Now into its fourth year, Hermes Beauty can be said to be going from strength to strength. Its newest launch, Le Regard, is a collection that gives pride of place to expressive plays of colour through six eyeshadow quartets (Ombres d’Hermes), six mascaras (Trait d’Hermes) as well as five complementary tools for the eyes, lashes and brows.

Le Regard is Hermes Beauty’s first eye-focused makeup range.
What the introduction of Le Regard also means: It’s now possible for one to create a full makeup look with Hermes Beauty cosmetics, which had previously only covered blusher powders (Rose Hermes), complexion balms and glow‐inducing mineral face powders (both fall under the label Plein Air), nail enamel (Les Mains Hermes), lip oils (Hermesistible) and – the very first beauty offering from the heritage leather specialist – lipsticks (Rouge Hermes).

Each eyeshadow palette in the Le Regard range comprises three powders of graduated intensity, enlivened by a fourth, stronger colour meant to be used as a creative accent.

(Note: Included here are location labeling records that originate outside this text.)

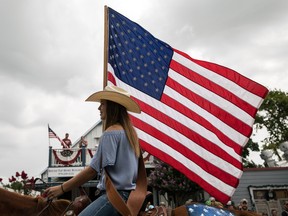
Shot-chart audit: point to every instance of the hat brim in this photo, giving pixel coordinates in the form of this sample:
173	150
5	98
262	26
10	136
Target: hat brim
116	97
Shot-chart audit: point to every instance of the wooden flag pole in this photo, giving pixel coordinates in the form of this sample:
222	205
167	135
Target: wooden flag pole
105	46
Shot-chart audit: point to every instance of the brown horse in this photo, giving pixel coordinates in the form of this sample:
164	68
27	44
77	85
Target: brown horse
14	204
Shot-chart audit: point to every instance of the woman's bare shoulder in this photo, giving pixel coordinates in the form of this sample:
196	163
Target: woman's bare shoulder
114	127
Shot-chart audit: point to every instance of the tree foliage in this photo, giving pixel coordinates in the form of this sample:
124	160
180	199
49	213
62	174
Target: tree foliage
273	116
20	183
166	179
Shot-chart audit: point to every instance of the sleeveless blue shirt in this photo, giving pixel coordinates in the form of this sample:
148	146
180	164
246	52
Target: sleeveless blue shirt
115	154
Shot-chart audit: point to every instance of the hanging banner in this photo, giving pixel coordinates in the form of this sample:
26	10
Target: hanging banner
63	171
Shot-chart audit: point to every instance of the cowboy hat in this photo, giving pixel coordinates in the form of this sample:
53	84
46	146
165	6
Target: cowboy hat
117	95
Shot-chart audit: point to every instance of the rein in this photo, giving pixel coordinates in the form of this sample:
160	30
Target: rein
47	206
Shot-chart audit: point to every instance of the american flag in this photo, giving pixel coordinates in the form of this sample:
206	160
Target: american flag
196	115
52	134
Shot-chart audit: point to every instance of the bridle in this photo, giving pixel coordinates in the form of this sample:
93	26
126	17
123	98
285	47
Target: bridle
47	206
63	214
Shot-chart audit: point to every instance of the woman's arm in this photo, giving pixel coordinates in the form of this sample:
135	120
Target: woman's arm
82	177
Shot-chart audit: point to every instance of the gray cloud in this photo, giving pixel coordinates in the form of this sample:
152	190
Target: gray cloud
51	59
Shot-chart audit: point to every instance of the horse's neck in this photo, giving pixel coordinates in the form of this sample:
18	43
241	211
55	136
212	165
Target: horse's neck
16	203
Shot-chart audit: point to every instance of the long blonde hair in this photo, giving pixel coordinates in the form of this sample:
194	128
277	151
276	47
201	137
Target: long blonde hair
117	114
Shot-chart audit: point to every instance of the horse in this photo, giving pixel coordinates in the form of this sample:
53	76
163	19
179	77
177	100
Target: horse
14	204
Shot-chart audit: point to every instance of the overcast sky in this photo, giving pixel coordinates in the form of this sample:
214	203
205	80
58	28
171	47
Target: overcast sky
51	59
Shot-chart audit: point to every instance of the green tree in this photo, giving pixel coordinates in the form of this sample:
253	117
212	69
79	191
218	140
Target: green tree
20	183
273	116
166	179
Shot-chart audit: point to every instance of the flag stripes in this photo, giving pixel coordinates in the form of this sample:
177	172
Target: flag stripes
196	115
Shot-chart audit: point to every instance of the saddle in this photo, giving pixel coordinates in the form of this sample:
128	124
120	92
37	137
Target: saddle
156	211
79	203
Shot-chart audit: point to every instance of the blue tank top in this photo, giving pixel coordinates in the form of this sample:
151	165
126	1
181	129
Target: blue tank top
115	154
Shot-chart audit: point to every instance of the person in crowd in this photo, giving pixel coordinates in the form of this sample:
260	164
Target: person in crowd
243	205
230	205
83	142
212	202
66	142
274	212
117	155
285	207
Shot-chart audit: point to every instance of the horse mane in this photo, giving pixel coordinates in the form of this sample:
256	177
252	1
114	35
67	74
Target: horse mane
14	204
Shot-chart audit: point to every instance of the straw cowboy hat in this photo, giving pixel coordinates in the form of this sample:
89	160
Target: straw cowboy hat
117	95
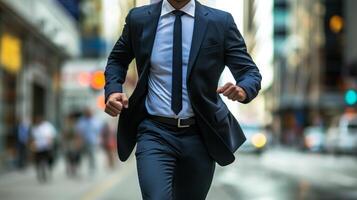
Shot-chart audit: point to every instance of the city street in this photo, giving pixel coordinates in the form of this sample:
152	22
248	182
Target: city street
277	174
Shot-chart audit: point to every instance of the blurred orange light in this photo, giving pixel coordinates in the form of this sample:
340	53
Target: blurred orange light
98	80
259	140
336	23
83	79
101	102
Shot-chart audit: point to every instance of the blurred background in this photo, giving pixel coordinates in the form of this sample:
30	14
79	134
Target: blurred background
57	143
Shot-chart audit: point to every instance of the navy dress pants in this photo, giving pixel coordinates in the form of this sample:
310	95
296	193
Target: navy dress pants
172	163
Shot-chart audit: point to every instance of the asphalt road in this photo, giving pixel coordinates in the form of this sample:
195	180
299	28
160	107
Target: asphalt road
278	174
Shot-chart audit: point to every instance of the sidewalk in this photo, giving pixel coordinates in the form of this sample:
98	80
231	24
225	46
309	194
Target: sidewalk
23	184
317	168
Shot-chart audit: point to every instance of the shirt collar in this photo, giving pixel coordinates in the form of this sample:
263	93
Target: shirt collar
189	8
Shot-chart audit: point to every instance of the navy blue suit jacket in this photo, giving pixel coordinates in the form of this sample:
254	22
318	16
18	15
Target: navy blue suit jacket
216	43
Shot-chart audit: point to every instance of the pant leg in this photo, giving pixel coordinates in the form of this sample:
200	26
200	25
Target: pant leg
195	170
156	163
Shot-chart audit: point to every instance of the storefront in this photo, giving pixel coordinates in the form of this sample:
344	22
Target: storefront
29	79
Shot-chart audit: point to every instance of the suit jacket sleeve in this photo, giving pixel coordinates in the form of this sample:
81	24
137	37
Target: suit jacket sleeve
239	62
118	61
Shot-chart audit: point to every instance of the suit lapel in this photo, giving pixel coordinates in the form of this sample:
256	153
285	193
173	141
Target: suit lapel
199	30
149	28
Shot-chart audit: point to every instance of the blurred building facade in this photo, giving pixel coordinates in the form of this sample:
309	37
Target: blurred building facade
313	63
258	33
37	36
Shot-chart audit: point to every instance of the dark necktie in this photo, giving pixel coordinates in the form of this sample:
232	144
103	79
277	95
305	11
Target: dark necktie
176	91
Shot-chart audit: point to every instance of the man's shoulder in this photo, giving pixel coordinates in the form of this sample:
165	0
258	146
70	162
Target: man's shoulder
137	11
216	13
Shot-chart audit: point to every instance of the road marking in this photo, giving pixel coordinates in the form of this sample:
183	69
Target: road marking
105	185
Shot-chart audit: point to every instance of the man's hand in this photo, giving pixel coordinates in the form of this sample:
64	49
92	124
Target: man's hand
115	104
233	92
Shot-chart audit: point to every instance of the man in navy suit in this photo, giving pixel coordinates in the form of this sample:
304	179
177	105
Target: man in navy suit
175	115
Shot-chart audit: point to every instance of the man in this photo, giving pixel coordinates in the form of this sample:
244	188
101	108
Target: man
88	128
43	135
175	114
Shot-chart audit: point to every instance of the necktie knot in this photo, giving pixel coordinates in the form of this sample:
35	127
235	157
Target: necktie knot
178	13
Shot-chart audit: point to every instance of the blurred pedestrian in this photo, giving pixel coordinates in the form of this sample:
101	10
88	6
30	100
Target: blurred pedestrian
108	141
22	130
43	135
176	116
88	128
72	145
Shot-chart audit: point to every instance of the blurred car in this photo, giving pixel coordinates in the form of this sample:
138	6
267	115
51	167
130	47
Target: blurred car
342	137
257	139
314	139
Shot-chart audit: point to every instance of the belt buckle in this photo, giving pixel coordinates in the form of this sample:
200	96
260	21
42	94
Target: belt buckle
179	125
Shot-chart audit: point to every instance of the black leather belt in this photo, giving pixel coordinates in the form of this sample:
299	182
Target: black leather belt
180	123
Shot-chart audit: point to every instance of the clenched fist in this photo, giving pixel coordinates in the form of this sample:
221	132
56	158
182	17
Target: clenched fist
233	92
115	104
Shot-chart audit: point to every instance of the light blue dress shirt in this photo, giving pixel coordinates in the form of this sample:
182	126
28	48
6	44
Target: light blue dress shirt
158	100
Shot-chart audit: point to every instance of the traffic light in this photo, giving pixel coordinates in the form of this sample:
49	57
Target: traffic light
97	80
351	97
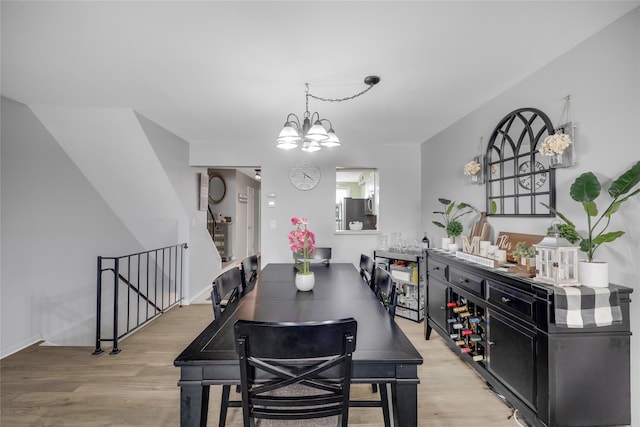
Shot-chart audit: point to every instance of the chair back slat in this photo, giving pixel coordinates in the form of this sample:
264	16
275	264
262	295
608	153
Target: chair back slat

The star product in Hermes Beauty’s Le Regard collection is the Ombres d’Hermes eyeshadow palette – all six variations were inspired by natural phenomena such as the glowing embers of autumn. Inside every palette: four colours in various finishes that each pay homage to a signature Hermes fabric (the satin finish, for example, references the maison’s silk twills). And besides being comfortable and long‐lasting, thanks to the infusion of emollients and oils, the powders have been formulated to be light in texture and in turn buildable for maximum self‐expression, and can be applied using either a brush or fingers.

The Le Regard collection also explores five must-have makeup tools essential for opening up and enhancing the eyes.

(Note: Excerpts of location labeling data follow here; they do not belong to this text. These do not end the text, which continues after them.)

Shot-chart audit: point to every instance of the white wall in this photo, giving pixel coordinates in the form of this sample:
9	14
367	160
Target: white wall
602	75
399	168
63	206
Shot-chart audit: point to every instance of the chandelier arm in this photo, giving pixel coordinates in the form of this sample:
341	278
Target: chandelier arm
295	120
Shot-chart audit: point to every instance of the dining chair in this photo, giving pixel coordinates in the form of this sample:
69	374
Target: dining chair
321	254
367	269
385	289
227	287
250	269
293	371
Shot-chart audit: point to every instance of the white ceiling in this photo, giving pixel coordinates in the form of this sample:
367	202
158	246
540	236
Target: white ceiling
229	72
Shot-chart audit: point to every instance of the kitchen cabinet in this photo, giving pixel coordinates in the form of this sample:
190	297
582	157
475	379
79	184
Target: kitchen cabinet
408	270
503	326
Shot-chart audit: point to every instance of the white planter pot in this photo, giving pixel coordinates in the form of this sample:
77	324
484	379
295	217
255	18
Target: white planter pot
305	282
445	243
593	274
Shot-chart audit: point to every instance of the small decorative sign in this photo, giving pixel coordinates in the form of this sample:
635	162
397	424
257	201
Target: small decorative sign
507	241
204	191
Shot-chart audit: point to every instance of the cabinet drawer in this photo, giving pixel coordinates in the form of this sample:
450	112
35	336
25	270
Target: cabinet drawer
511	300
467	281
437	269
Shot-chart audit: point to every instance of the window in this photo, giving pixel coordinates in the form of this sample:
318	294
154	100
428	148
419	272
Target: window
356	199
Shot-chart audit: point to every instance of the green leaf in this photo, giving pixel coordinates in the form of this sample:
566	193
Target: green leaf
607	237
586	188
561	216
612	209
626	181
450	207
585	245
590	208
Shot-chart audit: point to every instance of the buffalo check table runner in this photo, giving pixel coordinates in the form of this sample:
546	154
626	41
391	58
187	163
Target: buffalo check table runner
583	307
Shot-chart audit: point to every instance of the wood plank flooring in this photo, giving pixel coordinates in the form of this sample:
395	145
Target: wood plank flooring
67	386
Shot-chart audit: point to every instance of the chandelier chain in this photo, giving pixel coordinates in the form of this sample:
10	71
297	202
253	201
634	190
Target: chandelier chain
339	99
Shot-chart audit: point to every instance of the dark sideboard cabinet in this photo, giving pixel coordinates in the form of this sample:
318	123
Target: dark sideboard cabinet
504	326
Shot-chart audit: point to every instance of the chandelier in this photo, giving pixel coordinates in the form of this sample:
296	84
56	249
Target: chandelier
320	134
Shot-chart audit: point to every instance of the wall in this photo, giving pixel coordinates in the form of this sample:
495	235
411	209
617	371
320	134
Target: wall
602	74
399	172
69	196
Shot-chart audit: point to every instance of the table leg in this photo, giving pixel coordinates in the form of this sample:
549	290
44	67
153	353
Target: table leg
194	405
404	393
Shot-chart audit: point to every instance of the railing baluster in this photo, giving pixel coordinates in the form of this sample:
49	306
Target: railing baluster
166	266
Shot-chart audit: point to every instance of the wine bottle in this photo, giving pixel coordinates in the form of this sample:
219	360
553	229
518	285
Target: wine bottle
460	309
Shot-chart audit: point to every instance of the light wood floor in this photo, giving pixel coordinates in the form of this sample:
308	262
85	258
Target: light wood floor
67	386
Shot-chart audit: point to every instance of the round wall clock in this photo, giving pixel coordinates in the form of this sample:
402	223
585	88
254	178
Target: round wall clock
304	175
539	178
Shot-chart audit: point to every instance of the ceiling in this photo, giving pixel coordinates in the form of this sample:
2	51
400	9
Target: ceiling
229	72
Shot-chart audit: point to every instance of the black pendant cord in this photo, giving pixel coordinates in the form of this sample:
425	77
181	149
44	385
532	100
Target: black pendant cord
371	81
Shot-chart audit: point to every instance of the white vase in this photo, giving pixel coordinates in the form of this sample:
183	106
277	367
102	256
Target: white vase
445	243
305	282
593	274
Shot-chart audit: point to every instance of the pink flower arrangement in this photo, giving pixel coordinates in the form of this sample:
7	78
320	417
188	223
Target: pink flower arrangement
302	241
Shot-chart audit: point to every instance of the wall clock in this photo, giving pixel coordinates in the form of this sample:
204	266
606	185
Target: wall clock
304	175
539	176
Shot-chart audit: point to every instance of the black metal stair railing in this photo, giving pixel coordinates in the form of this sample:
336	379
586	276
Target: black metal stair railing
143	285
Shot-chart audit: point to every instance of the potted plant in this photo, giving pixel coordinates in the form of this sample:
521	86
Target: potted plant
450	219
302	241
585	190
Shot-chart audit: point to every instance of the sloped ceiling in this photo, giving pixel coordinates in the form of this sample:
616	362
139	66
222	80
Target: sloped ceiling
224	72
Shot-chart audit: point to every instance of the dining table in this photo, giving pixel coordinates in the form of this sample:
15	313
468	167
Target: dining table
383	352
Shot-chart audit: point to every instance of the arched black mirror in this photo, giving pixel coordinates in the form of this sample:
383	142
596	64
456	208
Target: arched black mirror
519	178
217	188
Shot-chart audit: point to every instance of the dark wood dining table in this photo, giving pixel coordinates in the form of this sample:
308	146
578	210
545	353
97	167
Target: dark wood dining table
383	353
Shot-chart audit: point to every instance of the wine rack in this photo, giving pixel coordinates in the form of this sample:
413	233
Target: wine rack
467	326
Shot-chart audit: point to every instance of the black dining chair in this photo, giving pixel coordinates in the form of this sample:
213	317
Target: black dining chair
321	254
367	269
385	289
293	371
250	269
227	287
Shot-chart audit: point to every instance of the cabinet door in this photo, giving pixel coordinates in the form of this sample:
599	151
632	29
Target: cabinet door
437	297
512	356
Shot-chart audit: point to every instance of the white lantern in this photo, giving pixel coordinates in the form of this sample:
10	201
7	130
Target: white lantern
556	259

Completing the whole package literally is a display‐worthy and refillable round white‐and‐gold case designed by Pierre Hardy, the brand’s creative director for shoes and jewellery (he has been behind all the packaging for Hermes Beauty). His wit and artfulness with geometric shapes are apparent even in how the powders within each palette are segregated: square wells for two shades of the same colour (one neutral, one dark), and circular wells for a complementary, more lustrous shade as well as – true to Hermes’s playful nature – a surprise colour.